To determine whether the disease was caused by XX2021, we performed an infection test in healthy largemouth bass as described previously (Pei et al., 2021). Bacterial concentrations were determined by plating 10-fold serial dilutions of the isolates onto LB plates. To examine the LD₅₀ of XX2021 at different water temperatures, largemouth bass were randomly divided into three groups (120 fish/group) and acclimatized to different temperatures. Each group was further divided into six subgroups, including five infection subgroups and one control subgroup (20 fish/subgroup). Infection groups were injected intraperitoneally with XX2021 at a concentration of 10²–10⁶ CFU/g fish weight in 10-fold increments. The control groups were injected with an equal dose of sterile phosphate-buffered saline. The experiment was performed twice. The mortality of fish was monitored for 7 d, and LD₅₀ was determined using probit regression analysis in SPSS 20.0 (SPSS Inc., IBM Corp., USA). The bacteria were re-isolated and re-identified from infected largemouth bass. Twelve potential virulence genes in Shewanella spp. were detected from the genomic DNA of XX2021 with specific primers (Table 1) (Saticioglu et al., 2021).

TABLE 1

Table 1 Primers for virulence gene testing.

Histological examination

Histological examination was performed as described previously (Pei et al., 2021).
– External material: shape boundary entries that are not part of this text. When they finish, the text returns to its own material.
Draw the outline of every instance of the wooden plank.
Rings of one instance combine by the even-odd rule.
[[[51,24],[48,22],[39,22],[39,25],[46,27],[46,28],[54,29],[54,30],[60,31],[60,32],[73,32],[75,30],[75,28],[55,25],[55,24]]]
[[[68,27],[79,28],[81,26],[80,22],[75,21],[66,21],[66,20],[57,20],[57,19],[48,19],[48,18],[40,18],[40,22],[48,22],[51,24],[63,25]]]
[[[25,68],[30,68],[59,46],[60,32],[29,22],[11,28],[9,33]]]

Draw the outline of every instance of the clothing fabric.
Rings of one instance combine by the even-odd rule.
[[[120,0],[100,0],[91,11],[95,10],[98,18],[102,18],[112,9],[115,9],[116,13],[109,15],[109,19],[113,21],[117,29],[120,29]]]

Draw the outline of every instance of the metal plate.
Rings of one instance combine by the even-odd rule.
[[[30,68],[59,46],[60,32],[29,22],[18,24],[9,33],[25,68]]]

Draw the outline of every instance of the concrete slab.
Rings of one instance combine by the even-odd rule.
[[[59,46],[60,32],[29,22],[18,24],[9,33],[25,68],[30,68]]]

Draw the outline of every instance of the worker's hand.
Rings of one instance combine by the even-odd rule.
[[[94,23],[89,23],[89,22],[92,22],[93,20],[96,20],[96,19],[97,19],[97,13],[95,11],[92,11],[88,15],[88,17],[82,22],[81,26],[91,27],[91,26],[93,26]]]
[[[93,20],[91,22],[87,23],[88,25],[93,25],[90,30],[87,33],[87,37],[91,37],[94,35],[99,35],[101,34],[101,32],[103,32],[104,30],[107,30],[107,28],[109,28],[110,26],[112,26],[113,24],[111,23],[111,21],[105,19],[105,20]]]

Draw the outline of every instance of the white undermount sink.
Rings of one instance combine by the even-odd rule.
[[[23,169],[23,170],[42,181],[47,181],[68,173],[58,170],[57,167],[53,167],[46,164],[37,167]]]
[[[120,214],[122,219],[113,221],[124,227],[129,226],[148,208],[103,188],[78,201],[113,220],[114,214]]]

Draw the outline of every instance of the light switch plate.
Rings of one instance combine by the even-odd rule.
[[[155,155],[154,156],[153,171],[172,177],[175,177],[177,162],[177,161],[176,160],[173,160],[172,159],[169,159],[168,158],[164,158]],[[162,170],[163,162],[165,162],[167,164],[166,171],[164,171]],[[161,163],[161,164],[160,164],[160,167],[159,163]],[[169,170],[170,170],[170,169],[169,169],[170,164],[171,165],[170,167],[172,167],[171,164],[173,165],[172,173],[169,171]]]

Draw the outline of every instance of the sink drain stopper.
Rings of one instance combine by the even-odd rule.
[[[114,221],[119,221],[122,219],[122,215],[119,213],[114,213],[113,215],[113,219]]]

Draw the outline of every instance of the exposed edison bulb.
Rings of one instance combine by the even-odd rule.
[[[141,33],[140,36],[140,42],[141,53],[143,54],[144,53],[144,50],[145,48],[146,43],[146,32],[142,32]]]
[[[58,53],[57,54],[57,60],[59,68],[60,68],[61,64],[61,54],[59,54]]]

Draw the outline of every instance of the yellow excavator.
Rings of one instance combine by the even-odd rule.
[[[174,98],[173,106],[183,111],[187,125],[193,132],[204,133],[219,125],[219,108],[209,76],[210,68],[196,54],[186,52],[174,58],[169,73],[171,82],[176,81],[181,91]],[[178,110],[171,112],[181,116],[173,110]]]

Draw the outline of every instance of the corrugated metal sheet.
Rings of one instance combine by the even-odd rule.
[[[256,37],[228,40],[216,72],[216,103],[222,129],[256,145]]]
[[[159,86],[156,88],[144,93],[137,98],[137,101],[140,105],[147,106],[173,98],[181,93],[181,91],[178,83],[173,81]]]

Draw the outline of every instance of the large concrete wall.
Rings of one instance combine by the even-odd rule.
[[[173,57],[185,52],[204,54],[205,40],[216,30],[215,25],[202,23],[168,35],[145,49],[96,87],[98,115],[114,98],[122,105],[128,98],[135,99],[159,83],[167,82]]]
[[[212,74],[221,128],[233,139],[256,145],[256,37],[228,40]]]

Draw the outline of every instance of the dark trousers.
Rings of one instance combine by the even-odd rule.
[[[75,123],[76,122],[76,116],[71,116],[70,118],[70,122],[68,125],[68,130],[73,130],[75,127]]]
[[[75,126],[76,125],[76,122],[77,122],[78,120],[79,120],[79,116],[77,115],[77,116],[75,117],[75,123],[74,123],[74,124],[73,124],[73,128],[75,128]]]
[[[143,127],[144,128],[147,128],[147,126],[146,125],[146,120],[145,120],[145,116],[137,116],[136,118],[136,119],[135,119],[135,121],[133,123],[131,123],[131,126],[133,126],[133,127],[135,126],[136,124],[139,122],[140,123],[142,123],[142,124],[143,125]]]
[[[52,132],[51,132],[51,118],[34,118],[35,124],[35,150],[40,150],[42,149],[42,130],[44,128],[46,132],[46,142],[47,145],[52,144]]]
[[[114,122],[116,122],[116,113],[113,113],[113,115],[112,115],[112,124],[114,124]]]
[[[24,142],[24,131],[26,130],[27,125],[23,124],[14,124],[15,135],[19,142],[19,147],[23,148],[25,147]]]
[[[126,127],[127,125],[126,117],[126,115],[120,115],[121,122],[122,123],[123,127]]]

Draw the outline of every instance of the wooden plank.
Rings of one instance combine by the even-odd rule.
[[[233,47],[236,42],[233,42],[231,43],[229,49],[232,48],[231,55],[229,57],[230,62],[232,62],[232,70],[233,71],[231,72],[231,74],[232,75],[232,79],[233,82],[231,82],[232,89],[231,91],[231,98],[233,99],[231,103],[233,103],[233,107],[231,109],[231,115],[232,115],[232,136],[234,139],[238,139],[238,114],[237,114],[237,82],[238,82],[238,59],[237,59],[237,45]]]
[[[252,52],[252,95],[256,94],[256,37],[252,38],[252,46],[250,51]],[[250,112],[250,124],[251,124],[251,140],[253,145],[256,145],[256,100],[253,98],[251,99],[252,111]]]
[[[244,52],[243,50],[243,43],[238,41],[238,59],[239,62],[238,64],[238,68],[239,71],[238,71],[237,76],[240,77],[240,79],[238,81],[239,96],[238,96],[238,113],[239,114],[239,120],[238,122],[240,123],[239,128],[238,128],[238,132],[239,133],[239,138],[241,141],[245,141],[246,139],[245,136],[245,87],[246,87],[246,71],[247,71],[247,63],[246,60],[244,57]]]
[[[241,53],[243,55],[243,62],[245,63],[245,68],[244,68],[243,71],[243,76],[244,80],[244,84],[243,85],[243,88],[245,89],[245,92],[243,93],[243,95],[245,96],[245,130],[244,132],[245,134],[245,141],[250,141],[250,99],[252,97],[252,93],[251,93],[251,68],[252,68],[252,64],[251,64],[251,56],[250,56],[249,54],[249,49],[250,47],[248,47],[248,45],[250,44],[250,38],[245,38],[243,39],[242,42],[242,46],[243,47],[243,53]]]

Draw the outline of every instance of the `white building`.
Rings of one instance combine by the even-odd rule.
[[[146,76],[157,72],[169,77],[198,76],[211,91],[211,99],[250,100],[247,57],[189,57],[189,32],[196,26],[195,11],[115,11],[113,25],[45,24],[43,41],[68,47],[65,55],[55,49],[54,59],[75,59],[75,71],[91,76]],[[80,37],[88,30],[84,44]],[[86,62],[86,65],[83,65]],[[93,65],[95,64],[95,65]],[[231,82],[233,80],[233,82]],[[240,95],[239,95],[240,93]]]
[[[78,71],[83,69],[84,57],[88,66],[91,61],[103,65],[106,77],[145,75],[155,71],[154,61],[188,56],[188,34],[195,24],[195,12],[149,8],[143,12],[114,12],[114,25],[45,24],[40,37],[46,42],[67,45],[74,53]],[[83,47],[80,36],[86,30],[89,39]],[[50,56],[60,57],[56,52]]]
Tissues collected from the spleen, liver, head kidney, and intestines of control and XX2021-injected fish were fixed with 4% paraformaldehyde for 12 h, submerged in 70% alcohol, dehydrated in tertiary butyl alcohol (10%–100%), and embedded in paraffin. Thereafter, paraffin-embedded tissues were cut into 5-μm-thick sections using a microtome (Thermo HM340E, American) and then stained with hematoxylin and eosin. The histological slides were examined with a light microscope (Olympus BX51, Japan).

Results

Clinical signs and symptoms

In diseased largemouth bass obtained from the local farm, the clinical symptoms included hemorrhage in the abdomen (Figure 1A) and ulceration on the back and abdomen (Figures 1B, C). The diseased fish also showed appetite loss and sluggish behavior (slow swimming and weak reactions to stimuli). Healthy largemouth bass infected with the isolated bacteria showed symptoms similar to the infected fish in the natural.

FIGURE 1

Figure 1 Clinical symptoms of XX2021-infected largemouth bass. (A) Hemorrhage in the abdomen (red arrow); (B) Ulceration on the back (red arrow); (C) Ulceration on the abdomen (red arrow).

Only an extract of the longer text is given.